Thinking about cleaning up the branches and leaves in your yard this spring or mowing your lawn? The debris can be precious shelter for insects and other animals in our ecosystem.
Nature Conservancy of Canada’s director of science and stewardship Dr. Mhairi McFarlane is recommending that you clean up your yard slowly and gradually as that debris can act as shelter for animals when it is cold out and gives them something to eat throughout the summer.
As an example, she said adult Mourning Cloak Butterflies can survive winters by using leaves and branches.
While she has heard of “No Mow May”, McFarlane said the reality is different habitats and animals have different needs, so there isn’t a single temperature or date that is safe to clean everything up.
Instead of “No Mow May”, she prefers “Slow Mo May.” This means picking a nice, warm, sunny summer day and slowly cleaning up your yard.
“Insects and snakes, toads and frogs, that gives them a chance to warm up enough so they can hop out of your way, especially if you're using a lawnmower or something like that,” McFarlane said.
She added that, when it comes to winter, don’t be too quick in digging up your dead flowers and plants.

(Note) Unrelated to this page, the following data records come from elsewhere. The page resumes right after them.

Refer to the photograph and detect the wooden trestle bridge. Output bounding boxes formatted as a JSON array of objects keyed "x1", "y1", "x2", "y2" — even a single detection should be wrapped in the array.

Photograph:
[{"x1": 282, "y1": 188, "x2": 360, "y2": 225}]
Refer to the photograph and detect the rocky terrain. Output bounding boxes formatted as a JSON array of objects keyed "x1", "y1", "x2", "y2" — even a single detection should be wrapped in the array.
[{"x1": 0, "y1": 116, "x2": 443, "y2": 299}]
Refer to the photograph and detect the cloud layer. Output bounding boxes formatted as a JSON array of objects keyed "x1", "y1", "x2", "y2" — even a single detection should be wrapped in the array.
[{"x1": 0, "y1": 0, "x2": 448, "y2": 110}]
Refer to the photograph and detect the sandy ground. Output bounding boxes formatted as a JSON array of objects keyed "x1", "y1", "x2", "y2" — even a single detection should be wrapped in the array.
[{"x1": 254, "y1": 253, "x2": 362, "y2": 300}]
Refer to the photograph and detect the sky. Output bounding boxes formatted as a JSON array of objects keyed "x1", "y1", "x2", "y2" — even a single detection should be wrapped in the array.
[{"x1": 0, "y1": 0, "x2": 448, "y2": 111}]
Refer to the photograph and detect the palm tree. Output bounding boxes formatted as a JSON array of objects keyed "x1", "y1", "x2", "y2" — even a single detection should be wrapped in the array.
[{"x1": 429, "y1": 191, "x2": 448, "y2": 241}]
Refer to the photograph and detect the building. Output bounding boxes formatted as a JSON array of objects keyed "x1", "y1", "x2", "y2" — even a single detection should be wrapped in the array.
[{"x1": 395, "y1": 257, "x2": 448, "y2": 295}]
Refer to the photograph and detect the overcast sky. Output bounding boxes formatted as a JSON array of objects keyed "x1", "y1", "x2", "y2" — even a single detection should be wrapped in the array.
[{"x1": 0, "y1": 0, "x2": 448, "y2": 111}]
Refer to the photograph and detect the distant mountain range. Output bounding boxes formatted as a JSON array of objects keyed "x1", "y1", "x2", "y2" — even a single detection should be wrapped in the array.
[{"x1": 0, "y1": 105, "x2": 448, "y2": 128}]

“Even the dead parts of plants are really important in supporting creatures throughout the winter, giving them shelter from the fun winter weather, but to things to eat right through into the spring and throughout the summer months as well,” McFarlane explained.
She said a purist wouldn’t do any cleaning up, but that isn’t practical. McFarlane said you need to be sensible for safety, practical and aesthetic reasons.